Background:
Spontaneous parametric down-conversion (SPDC) is the process when one photon spontaneously splits into two entangled photons. In the classical regime, this is a reverse process of sum frequency generation (SFG) where two photons add up to be a single photon. The classical SFG depends on the second-order susceptibility tensor, which dictates what polarization of each interacting light should be. For example, chi(2)_zxy will generate polarization density in the z direction by using electric fields polarized in x and y directions. By this description, 'two fields' are used to determine the polarization of the generated field.
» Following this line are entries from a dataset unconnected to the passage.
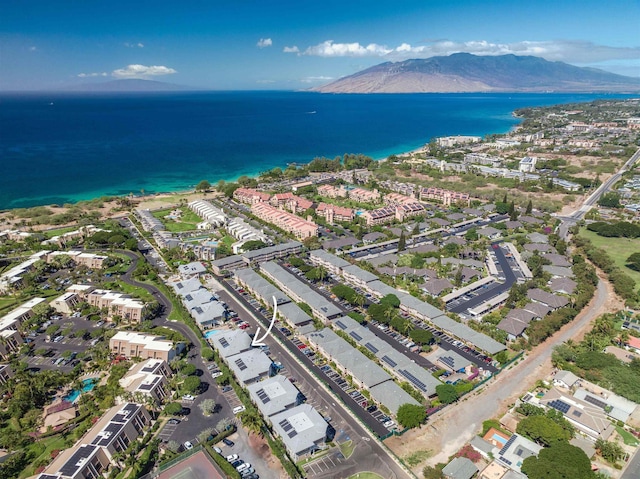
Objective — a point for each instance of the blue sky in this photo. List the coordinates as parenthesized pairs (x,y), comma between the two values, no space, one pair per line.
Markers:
(246,44)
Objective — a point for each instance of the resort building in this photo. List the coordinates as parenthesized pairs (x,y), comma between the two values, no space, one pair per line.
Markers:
(331,191)
(364,196)
(274,395)
(148,378)
(302,430)
(250,196)
(289,222)
(446,197)
(290,202)
(117,304)
(332,213)
(65,303)
(132,344)
(95,452)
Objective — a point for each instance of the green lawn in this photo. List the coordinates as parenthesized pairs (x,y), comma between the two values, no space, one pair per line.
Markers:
(628,438)
(618,249)
(366,475)
(187,222)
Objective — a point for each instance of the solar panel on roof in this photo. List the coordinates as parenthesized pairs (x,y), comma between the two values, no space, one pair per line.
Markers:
(389,361)
(561,406)
(595,401)
(371,348)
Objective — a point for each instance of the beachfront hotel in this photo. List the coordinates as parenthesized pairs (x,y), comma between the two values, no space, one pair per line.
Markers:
(331,191)
(289,222)
(364,196)
(446,197)
(290,202)
(332,213)
(250,196)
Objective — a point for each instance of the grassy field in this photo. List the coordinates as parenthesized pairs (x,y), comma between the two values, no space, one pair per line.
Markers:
(619,249)
(187,222)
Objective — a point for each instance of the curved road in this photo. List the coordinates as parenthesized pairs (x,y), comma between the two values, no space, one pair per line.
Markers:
(452,428)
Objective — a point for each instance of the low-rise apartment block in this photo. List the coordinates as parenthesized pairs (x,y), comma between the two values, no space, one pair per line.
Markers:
(250,196)
(148,378)
(289,222)
(112,434)
(117,304)
(364,196)
(331,191)
(332,213)
(132,344)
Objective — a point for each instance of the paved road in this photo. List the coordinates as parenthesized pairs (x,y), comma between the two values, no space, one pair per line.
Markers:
(454,427)
(509,280)
(369,455)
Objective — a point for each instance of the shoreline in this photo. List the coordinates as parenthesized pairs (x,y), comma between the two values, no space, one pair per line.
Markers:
(181,189)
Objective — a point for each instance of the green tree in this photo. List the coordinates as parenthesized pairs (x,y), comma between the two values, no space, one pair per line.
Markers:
(559,461)
(542,430)
(191,384)
(411,415)
(446,393)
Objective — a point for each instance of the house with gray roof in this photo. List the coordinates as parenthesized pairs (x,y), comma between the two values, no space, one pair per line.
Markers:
(460,468)
(436,286)
(229,343)
(302,430)
(391,395)
(539,309)
(349,360)
(563,285)
(551,300)
(250,366)
(274,395)
(516,450)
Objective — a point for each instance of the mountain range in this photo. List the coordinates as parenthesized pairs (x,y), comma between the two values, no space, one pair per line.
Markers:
(464,72)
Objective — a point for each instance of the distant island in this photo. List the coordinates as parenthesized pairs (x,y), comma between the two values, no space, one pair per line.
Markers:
(463,72)
(128,85)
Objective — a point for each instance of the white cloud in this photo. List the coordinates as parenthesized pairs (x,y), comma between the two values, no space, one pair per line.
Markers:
(92,75)
(140,71)
(331,49)
(558,50)
(316,79)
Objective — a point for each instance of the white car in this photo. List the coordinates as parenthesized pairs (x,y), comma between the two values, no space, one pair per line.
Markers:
(238,409)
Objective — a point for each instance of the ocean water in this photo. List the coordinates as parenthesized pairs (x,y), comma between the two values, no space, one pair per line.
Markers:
(59,148)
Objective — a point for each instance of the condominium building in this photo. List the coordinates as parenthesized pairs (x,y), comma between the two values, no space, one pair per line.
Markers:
(331,191)
(364,196)
(117,304)
(332,213)
(250,196)
(289,222)
(149,378)
(93,454)
(447,197)
(132,344)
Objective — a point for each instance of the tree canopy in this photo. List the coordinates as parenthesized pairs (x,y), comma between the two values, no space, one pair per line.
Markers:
(559,461)
(411,415)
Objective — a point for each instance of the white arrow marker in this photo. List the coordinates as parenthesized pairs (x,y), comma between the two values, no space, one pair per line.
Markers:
(258,342)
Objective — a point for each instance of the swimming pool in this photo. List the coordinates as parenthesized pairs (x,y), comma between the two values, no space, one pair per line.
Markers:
(87,385)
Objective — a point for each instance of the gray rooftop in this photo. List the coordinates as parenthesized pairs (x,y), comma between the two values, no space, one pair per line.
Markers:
(273,395)
(250,365)
(300,428)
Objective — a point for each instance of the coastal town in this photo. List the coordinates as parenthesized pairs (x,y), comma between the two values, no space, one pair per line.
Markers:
(465,310)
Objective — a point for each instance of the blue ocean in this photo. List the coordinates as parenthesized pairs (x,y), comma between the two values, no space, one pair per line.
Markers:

As such, if only chi(2)_zxy and its permutations, such as chi(2)_zyx, are non-zero, it is impossible to generate z-polarized f3 (frequency-3) field with z-polarized f1 field and x-polarized f2 field because there is no y-polarized ingredient (where f1+f2=f3).
Problem:
However, in SPDC, it starts with one photon. I have difficulty picturing the polarization selection rule. What I found in the literature in the case of non-zero chi(2)_zxy (and its permutation) is only when z-polarized f3 photon spontaneously splits into one xy-polarized f1 photon and one xy-polarized f2 photon where f3=f1+f2. (xy-polarized light corresponds to a TE mode in the waveguide the paper discusses)
I believe there should be a relationship between classical susceptibility tensor and quantum operator that dictates spontaneous frequency conversion process, but I couldn't find a good reference so far and I'm not skilled at quantum optics.